In their original statements, Bennett’s friends Corey Ford and Lamont Dade both identified Bennett as the shooter in the 2006 case that took English’s life, but they later recanted their testimony, saying it was coerced. Nevertheless, Bennett’s multiple attempts at proving his innocence came up empty. Finally, fed up with a court system that kept ruling against him, Bennett took the law into his own hands, against the advice of just about every conceivable authoritative subject.

“They told me, if you mess up here, your tail is done,” Bennett said. “Well, I’m not gonna mess up then. There is no room for error. This is the time you rely on yourself. They call it crunchtime in basketball, when the best player in the game gets the ball with five seconds left and it’s his last shot. He wins or loses on this shot. That’s how I felt.”

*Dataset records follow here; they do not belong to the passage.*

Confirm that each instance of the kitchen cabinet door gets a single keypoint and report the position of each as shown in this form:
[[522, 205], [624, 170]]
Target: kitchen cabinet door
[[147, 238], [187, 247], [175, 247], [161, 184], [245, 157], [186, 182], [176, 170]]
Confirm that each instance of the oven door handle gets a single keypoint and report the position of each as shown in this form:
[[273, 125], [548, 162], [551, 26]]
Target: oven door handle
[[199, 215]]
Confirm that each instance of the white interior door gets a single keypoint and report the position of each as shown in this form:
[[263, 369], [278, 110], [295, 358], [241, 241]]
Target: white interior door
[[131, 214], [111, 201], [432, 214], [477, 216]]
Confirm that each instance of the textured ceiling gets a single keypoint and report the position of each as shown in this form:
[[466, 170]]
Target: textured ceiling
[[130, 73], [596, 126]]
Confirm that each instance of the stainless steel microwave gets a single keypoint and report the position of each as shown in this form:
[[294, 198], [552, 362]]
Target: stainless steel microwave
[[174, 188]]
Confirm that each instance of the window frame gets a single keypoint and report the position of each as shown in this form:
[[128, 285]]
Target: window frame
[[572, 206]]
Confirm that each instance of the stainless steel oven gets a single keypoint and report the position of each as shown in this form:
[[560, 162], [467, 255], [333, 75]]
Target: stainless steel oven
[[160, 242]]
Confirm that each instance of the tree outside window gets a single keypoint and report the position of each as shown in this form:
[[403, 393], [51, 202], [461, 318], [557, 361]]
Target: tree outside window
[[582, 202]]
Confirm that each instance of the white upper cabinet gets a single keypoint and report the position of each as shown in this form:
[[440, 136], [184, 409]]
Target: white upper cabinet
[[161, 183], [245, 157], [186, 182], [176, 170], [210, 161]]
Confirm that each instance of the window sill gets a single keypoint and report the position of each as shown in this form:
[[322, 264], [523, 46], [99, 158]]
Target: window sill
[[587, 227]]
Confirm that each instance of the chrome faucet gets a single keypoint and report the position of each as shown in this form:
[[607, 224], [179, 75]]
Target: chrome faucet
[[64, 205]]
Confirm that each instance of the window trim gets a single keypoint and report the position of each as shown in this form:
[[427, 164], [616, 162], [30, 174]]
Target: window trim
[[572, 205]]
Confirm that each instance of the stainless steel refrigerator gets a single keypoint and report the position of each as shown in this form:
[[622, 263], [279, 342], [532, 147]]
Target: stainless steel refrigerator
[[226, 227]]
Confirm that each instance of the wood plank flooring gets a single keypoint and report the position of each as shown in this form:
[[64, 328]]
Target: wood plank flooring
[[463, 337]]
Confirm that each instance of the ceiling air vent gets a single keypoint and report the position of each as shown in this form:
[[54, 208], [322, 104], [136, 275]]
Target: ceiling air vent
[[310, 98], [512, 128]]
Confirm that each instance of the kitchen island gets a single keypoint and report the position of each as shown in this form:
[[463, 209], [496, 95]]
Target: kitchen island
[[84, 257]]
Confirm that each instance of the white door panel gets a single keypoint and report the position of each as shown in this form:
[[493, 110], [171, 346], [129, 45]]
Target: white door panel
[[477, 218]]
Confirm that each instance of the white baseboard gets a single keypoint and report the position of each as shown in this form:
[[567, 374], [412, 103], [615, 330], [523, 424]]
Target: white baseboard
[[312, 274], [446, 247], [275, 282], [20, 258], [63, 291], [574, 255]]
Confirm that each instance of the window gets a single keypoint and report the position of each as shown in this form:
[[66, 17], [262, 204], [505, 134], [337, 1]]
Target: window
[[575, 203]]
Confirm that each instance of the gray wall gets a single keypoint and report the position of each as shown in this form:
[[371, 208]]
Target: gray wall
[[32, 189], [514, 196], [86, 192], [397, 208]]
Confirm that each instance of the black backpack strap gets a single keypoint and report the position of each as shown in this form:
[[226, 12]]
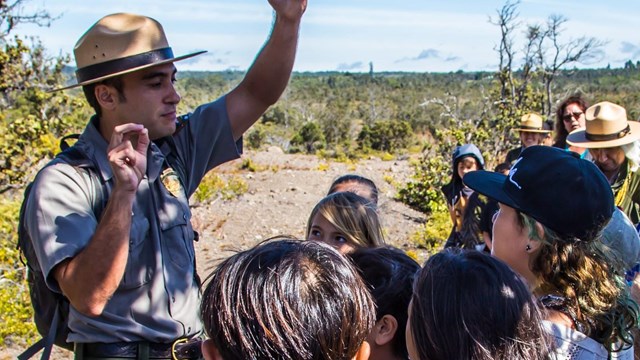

Bennett studied law and focused his attention on Philadelphia homicide detective James Pitts, the man who obtained the witness statements that put him behind bars. In the years following Bennett’s conviction, Pitts had been accused of coercing statements ten times, and judges have vacated other convictions because of his misconduct. Pitts is currently on desk duty while the department investigates his many scandals.

Bennett figured that was as good a place to start as any. The first time he represented himself in court resulted in a hung jury, with all but one juror finding Bennett not guilty. Discouraged but not defeated, Bennett tried again. He refused to wear a suit, instead wearing his prison uniform as a way of signaling to the jury that he had nothing to hide. He cross-examined witnesses, submitted his own phone records and called people who could corroborate his alibis to the stand. He even called Pitts to the stand to accuse him of coercing the original statements.

And in the end, Bennett wasn’t surprised the jury declared him not guilty. A free man, Bennett says he’s interested in studying to take the bar and became a bonafide attorney.

“People from our neighborhood, from low-income neighborhoods, they don’t really know the law,” he told the Post. “But see, there are people from the legal community that don’t know about the low-income neighborhoods. They don’t know about ‘the hood,’ as they call it. I am that bridge.”